Some people have the idea that because during the Cultural Revolution the Red Guards went about destroying much of China’s cultural heritage, they must have attacked Chinese characters and supported Pinyin. This idea is wrong. During that terrible time Pinyin was attacked, like so much else that was good in China.
With the fortieth anniversary of the beginning of the Cultural Revolution upon us, this might be a good time to bring out this selection from The Chinese Language: Fact and Fantasy, by John DeFrancis:
In view of the fact that separate alphabetic treatment for the regionalects has been a virtually tabooed subject since 1949, it comes as a surprise that among the revelations following the downfall of the Gang of Four is an account by Prof. Huang Diancheng of Amoy University of the adaptation of Pinyin to the Southern Min speech of Amoy and its use in the production of anti-illiteracy textbooks and other activities. Huang reports that during the Cultural Revolution people possessing materials in Min alphabetic writing were denounced as “foreign lackeys” and were forced to take the material out to the street, kneel down alongside them, set them afire, and reduce them to ashes. Elsewhere repression of Pinyin in any form was undertaken by xenophobic Red Guards, themselves staunch supporters of character simplification, who tore down street signs written in Pinyin as evidence of subservience to foreigners.

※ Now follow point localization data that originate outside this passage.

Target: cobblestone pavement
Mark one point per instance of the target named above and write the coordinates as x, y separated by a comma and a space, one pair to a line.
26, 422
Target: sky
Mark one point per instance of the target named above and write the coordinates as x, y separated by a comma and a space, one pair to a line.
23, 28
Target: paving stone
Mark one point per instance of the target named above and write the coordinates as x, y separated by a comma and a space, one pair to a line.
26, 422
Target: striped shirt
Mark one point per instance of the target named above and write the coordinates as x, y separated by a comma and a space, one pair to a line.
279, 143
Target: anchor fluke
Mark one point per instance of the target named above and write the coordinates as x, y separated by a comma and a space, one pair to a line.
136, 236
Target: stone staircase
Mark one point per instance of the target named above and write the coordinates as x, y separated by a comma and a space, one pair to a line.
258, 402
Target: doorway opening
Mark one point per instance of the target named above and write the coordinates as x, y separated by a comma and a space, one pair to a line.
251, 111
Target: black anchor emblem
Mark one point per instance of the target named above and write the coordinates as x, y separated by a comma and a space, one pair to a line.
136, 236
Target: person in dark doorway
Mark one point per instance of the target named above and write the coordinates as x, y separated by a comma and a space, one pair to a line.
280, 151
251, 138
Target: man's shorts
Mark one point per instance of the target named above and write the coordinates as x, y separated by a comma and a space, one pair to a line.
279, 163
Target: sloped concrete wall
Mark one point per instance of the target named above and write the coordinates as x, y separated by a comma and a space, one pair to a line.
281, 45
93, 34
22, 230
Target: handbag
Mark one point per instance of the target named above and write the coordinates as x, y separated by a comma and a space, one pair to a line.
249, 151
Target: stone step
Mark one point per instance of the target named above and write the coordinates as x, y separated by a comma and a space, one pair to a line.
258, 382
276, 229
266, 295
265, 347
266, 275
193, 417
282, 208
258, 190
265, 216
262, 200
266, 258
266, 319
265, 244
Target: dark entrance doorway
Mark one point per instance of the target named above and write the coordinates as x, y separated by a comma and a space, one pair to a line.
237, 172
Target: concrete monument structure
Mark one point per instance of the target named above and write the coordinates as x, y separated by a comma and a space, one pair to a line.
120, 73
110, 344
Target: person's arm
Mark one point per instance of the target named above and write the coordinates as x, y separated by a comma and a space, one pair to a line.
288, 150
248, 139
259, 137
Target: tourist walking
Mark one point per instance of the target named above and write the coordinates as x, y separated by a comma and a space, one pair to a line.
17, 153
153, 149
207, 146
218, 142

The Nazi-like book-burning episode and other acts against the use of Pinyin are fitting testimony of the repression exercised against activities concerned with fundamental issues in Chinese writing reform. In these actions the positive idea that China should stand on its own feet without demeaning reliance on foreign aid was expressed in its most xenophobic form as a sort of anti-intellectual blood-and-soil nativism that constitutes a danger, still present, of a Chinese-style fascism. The young student storm troopers who sought to humble the old-time intellectuals, far from following Lu Xun in embracing the one system of writing that would have done the most to equalize things between illiterates and all those who had received an education, supported instead the lesser reform of character simplification that might enhance their own position relative to the older generation.